Favorite book when you were a child:

A Little Princess by Frances Hodgson Burnett. I loved the way she could use her imagination to transform even the most distressing circumstances, and the way she struggled to be generous and kind even when she had little to give.

Your top five authors:

Virginia Woolf, George Eliot, Jane Austen. Among the living: Margaret Atwood, Kim Stanley Robinson. I'm a big fan of science fiction and fantasy, particularly when it has a strong element of social and political reflection.

Book you've faked reading:

Marcel Proust's Remembrance of Things Past. Don't tell my colleagues!

Book you're an evangelist for:

Well, I always joke that I belong to the United Church of Middlemarch. It is practically a liberal education in itself.

Book you've bought for the cover:

Really? People do that?

Book you hid from your parents:

Everything You Always Wanted to Know About Sex* (*But Were Afraid to Ask) by David Reuben, M.D. I suspect it was on the shelf for my benefit anyway, but I was darned if I would admit to consulting it!

Book that changed your life:

My life has been profoundly shaped by books ever since I learned to read. But if I had to pick just one: W.B. Yeats's Collected Poems took over a whole year of my life in college. His relentless self-questioning honesty and his ability to transform pain, shame and doubt into breathtaking beauty were a revelation to me.

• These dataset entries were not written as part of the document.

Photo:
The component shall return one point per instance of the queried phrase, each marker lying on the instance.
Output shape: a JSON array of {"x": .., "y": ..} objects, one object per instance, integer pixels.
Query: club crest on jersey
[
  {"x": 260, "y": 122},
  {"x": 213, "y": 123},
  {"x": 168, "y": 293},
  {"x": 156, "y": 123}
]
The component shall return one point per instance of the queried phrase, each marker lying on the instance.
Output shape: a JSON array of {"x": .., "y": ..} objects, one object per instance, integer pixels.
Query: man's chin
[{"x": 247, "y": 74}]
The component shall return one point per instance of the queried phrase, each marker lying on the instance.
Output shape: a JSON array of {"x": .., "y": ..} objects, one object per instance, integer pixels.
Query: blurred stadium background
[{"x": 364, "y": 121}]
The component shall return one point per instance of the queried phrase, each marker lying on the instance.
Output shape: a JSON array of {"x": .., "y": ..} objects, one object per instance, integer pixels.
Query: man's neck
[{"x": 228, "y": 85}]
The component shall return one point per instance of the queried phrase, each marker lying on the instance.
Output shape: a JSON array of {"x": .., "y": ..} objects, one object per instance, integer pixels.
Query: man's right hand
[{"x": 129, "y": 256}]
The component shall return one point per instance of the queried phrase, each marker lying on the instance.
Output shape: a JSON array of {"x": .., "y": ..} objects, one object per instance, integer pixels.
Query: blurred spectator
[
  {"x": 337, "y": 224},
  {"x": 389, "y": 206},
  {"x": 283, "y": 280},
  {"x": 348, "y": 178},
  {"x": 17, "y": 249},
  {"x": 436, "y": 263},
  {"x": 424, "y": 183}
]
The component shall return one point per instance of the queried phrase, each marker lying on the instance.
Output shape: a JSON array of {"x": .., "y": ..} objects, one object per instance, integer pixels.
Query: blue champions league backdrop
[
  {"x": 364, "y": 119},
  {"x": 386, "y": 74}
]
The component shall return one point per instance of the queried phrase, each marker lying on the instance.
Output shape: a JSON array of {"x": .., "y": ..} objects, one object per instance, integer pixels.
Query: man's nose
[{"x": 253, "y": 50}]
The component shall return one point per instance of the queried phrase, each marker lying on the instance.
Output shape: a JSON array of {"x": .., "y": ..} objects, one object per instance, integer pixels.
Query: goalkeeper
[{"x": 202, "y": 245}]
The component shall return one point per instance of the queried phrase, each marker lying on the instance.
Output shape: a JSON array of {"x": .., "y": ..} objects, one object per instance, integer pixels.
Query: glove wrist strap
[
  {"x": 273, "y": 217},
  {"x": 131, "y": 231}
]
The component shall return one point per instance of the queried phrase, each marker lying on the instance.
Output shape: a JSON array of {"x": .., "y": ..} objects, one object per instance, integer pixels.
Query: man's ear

Favorite line from a book:

"Was there no safety? No learning by heart the ways of the world? No guide, no shelter, but all was miracle, and leaping from the pinnacle of a tower into the air? Could it be, even for elderly people, that this was life?--startling, unexpected, unknown?" --To the Lighthouse by Virginia Woolf

Five books you'll never part with:

For my favorite novels, especially the ones I teach regularly, editions wear out and get replaced without much sentiment. It's the contents that matter to me. That first copy of Yeats's poems will stay with me forever, as will the inscribed first edition of one of his plays that my late father gave me. (It was not a very good play, but the inscription is great.) There's also the copy of the Shakespeare Head edition of James Joyce's Ulysses that my grandfather smuggled into the country while it was still illegal and then had bound in green leather. And then there's the complete edition of Bill Watterson's Calvin and Hobbes, because who could ever do without that? And James Marshall's George and Martha: Complete Stories of Two Best Friends, which I keep in the house for visiting children but will sometimes spend a refreshing half hour with myself.

Book you most want to read again for the first time:

Jane Austen's Pride and Prejudice. By now I know it so well that reading it is like reciting the Lord's Prayer. It would be lovely to experience it for the first time again.

Strangest book you recommend:

Unquenchable Fire by Rachel Pollack, a fantasy novel that takes place in an America (Poughkeepsie, N.Y., to be precise) in which the laws of physics have been replaced by shamanistic magic. It's deeply strange, very funny and profound all at once. I find myself drawn to reread it every five years or so.